На очередном перемёте паук хрипит, вхолостую скребёт ногами в сугробе. Сорока радуется. Но паук непрост: отползая назад и снова разгоняясь, он рывками продирается сквозь сугроб и вываливается на чистое поле. Сорока пугается, делает два скачка в сторону и, растворяется в черной ночи.
Паук устало ползёт дальше, осторожно нащупывая пропавшую под снегом дорогу. Синий паук – мой тягач. Над полем сонно покачиваются длинные лучи его фар. Цепляясь брюхом о снег, он будто бы пережевывает его, оставляя за собой две длинные паутинки колеи. Так и кажется, что потяни за эти ниточки – и вырвешь тяжелый «Урал» из снега.
Но это — путь назад, и синий паук, продираясь сквозь февральскую метель, ползёт вперед, к дому.
Лучи, качнувшись в очередной раз, мягко опустились на одинокую чёрную фигуру, бредущую по обочине. Нахлобученная ушанка, зябко поджатые локти. Пора тормозить…
— Во, пасибочки, земляк! А то, було, думал, — не дáйду. Лесник я. До хатки докинешь?
Вот те на! – Петька!
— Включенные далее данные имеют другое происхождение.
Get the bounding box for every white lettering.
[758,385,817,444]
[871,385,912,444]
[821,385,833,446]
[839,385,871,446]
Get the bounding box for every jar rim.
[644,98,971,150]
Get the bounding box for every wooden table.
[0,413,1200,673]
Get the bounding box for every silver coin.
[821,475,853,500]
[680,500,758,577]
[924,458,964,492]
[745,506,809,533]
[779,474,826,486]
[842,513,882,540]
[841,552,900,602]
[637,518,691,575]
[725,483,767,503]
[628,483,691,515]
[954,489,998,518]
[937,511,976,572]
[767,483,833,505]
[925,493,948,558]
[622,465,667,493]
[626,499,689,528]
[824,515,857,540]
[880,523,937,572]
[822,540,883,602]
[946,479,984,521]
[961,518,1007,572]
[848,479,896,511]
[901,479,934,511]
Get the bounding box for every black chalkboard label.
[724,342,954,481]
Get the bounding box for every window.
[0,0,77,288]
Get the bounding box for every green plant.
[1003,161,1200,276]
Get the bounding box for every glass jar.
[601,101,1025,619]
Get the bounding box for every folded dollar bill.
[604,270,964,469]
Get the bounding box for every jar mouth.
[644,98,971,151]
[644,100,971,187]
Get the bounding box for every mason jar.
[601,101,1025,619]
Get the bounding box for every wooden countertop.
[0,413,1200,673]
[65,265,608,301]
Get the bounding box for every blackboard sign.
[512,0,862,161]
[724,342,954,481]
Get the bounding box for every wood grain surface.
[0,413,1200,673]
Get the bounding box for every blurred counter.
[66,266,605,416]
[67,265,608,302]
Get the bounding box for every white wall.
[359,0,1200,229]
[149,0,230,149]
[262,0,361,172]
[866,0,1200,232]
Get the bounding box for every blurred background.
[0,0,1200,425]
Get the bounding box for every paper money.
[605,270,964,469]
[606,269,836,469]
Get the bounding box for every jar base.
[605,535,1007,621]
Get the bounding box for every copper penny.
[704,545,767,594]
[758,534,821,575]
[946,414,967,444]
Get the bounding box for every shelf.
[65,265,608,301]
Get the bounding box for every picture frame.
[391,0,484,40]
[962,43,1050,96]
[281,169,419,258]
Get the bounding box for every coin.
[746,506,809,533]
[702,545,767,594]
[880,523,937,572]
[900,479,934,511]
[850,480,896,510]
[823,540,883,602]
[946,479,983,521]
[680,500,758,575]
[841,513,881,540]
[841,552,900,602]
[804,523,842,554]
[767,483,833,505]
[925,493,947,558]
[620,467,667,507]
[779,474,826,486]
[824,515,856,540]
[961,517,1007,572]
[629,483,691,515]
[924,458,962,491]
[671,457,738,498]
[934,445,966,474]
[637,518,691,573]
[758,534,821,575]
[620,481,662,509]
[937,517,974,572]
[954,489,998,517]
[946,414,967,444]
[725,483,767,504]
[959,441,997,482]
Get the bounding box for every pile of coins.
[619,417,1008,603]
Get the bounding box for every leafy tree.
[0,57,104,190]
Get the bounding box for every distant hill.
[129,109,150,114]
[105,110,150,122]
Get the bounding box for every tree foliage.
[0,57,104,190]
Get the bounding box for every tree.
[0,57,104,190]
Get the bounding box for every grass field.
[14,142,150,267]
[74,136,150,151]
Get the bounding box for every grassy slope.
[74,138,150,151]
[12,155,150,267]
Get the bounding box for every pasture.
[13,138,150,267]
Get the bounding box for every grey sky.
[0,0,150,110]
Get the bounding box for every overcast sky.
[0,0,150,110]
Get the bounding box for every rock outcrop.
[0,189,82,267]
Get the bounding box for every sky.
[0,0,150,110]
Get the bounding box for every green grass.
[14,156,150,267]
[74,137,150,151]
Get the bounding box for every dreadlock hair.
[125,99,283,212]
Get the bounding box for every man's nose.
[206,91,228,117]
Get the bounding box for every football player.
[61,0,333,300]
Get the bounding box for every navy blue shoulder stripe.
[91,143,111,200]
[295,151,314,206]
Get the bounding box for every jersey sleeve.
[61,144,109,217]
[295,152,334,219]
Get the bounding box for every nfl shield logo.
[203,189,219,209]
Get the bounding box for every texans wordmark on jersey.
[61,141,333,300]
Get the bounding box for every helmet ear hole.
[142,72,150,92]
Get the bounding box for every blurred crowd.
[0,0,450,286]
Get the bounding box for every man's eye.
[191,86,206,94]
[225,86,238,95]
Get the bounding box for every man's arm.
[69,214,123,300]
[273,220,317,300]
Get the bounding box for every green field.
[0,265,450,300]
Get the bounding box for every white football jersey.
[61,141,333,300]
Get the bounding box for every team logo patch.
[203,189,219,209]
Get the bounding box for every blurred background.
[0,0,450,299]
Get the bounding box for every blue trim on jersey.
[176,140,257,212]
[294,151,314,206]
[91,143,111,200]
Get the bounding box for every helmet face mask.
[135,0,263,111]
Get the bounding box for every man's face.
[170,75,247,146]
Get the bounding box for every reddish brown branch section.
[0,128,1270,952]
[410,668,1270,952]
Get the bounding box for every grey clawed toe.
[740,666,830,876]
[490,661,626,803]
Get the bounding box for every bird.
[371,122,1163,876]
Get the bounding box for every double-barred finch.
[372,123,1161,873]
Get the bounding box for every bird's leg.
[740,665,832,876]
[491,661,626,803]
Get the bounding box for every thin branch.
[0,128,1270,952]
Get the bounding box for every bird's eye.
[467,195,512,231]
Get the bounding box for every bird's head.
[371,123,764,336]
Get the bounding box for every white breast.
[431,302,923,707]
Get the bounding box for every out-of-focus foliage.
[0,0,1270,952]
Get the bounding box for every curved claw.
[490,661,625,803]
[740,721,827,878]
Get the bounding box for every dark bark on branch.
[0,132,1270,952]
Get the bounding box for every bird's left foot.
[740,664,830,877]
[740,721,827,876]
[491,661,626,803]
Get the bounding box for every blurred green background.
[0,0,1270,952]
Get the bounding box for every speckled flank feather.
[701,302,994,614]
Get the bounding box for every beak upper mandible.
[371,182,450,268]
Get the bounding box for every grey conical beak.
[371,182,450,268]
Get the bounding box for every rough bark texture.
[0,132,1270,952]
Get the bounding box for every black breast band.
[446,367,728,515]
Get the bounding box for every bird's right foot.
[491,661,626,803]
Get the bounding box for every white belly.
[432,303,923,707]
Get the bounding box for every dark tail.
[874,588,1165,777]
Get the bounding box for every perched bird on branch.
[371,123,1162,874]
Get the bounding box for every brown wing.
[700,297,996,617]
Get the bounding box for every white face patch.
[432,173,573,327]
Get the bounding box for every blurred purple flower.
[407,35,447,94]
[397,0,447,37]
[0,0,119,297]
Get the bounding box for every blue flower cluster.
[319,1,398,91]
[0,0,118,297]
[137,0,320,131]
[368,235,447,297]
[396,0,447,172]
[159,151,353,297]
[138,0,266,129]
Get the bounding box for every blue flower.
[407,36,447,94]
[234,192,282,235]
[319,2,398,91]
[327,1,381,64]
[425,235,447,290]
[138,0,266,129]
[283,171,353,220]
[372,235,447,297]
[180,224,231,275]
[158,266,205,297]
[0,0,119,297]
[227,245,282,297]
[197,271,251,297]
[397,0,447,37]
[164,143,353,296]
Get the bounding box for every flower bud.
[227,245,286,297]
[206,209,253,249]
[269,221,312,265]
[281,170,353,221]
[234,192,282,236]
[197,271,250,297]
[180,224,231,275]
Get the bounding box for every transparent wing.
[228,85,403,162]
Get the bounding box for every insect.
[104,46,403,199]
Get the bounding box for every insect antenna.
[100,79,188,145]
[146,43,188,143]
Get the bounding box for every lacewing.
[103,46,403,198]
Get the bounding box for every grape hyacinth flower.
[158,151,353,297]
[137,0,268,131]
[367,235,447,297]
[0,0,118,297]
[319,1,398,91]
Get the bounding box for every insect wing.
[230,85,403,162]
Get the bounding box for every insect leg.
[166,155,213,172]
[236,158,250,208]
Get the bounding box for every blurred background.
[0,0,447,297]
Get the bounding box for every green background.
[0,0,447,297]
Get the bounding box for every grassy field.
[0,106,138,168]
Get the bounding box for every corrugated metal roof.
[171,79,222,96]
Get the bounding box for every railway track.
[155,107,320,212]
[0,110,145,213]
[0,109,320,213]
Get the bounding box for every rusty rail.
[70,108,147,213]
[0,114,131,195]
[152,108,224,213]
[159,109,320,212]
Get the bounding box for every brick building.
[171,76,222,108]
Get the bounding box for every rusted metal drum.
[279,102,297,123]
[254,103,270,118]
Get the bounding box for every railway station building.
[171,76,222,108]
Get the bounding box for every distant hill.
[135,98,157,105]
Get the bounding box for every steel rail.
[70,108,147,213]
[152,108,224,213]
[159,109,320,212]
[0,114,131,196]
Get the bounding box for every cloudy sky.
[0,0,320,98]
Меня он ещё не узнал: ослеплён фарами, а в кабине темно, только приборы светятся тусклым зеленоватым светом.
— Докинешь? – снова спрашивает он.
Я что-то мычу и вскоре мы сворачиваем на лесную дорогу. На кочках кабину потряхивает. Петька держится за ручку и клацает зубами от холода, ёжится. Я протягиваю руку к створкам отопителя и добавляю тепла. Воет вентилятор, по ногам тугими струями идёт горячий воздух.
— Во, спасибо! – радуется Петька. – А то, глянь, якие завирухи: двое штанов не спасли! С неделю назад так же во на свадьбе гулял, чуешь? Племянника пропивал. Но тада там и остався. А счас во решил до дому…
— Как невеста? – спрашиваю я.
— А! – Петька отмахивается. – Шо счас за невесты! Ни рожи ни кожи – одно образование. Кому яно нада, тое образование?
— Наша хоть? – продолжаю я. – Хуторская?
— Куда! – смеётся Петька. – Теперь же у их хоть и кривое полено, а с-под Брянску! Невесты, тоже ж мне! Ни картохи почистить, ни курёнка общипать. Рожать – дак и то в больницу возют. А мене во матка покойница на печке родила, семимесячного. Меньш чугунка був! И во здоровый, ничóго!
— А племянник-то как?
Согревшись, Петька оживляется и, в благодарность за то, что я его везу до самой хатки, бойко ведёт разговор:
— Да ён у нас и сам, знаешь, хлопец непутёвый. Люди правильно кажут: який ехав, такую и посадив! Сам-то женатый, не?
— Холостой.
— И правильно! – Петька откидывается на спинку, снимает шапку, кладет её на колени. – И правильно, успеешь! С откудова сам-то?
Я вместо ответа включаю плафон, и в кабине становится светло. Петька смолкает, напряженно смотрит вперед за стекло, руки мнут шапку.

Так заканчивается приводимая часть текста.